Department of Anatomy and Neurobiology, Washington University School of Medicine, Saint Louis, Missouri, USA.
Nat Neurosci. 2011 Nov 20;15(1):146-54. doi: 10.1038/nn.2983.
Integration of multiple sensory cues is essential for precise and accurate perception and behavioral performance, yet the reliability of sensory signals can vary across modalities and viewing conditions. Human observers typically employ the optimal strategy of weighting each cue in proportion to its reliability, but the neural basis of this computation remains poorly understood.
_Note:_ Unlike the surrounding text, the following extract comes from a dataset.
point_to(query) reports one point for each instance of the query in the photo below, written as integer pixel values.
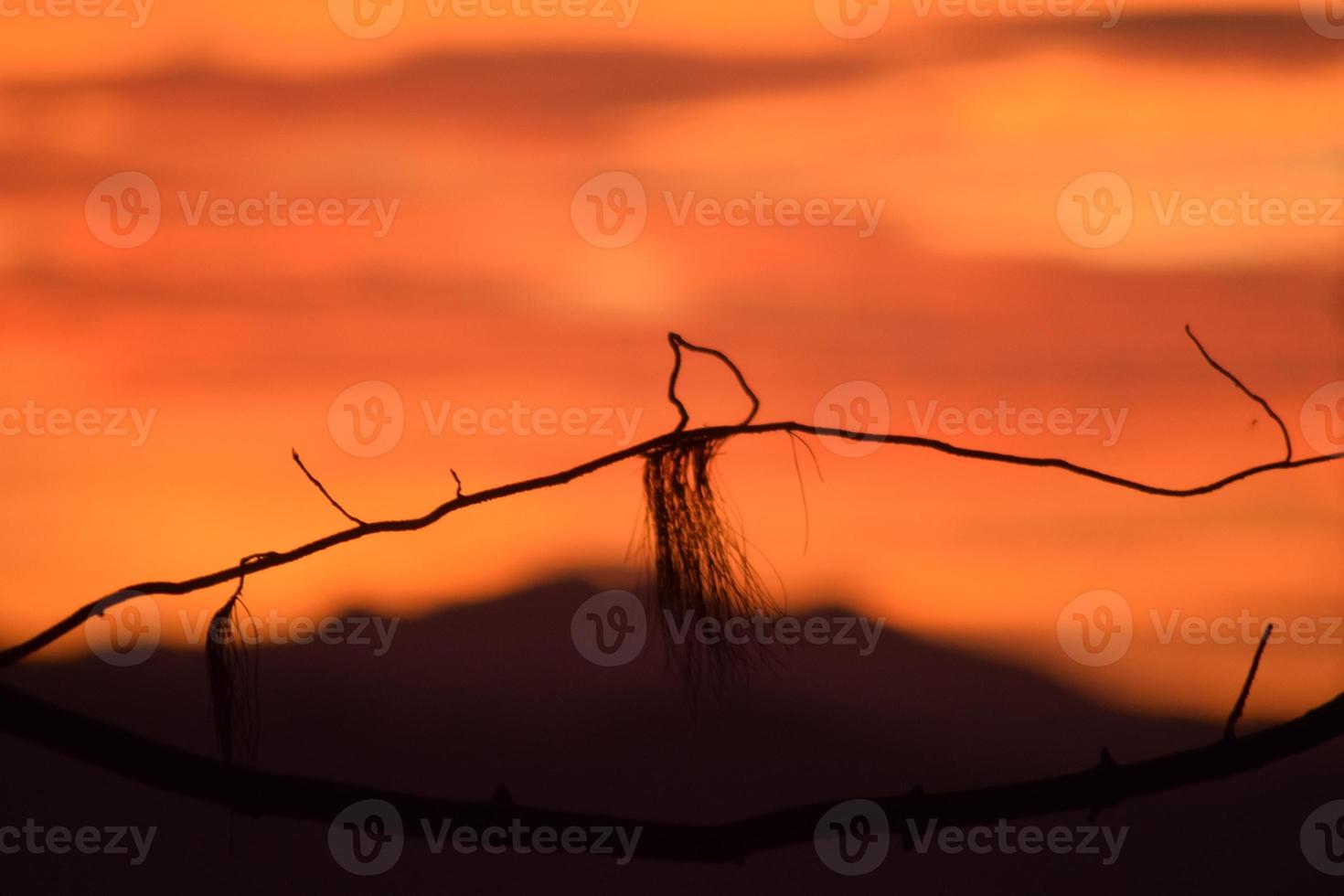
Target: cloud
(549, 83)
(1270, 39)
We trained monkeys to perform a heading discrimination task from visual and vestibular cues, varying cue reliability randomly. The monkeys appropriately placed greater weight on the more reliable cue, and population decoding of neural responses in the dorsal medial superior temporal area closely predicted behavioral cue weighting, including modest deviations from optimality. We found that the mathematical combination of visual and vestibular inputs by single neurons is generally consistent with recent theories of optimal probabilistic computation in neural circuits. These results provide direct evidence for a neural mechanism mediating a simple and widespread form of statistical inference.
多感官线索的整合对于精确和准确的感知和行为表现至关重要,但不同模态和观察条件下的感官信号可靠性会有所不同。人类观察者通常采用最优策略,根据每个线索的可靠性对其进行加权,但这种计算的神经基础仍知之甚少。我们训练猴子从视觉和前庭线索中进行航向辨别任务,随机改变线索的可靠性。猴子适当地对更可靠的线索赋予更大的权重,并且对背内侧上颞区神经反应的群体解码密切预测了行为线索的加权,包括对最优性的适度偏离。我们发现,单个神经元对视觉和前庭输入的数学组合通常与最近的神经电路中最优概率计算理论一致。这些结果为介导一种简单而广泛的统计推断形式的神经机制提供了直接证据。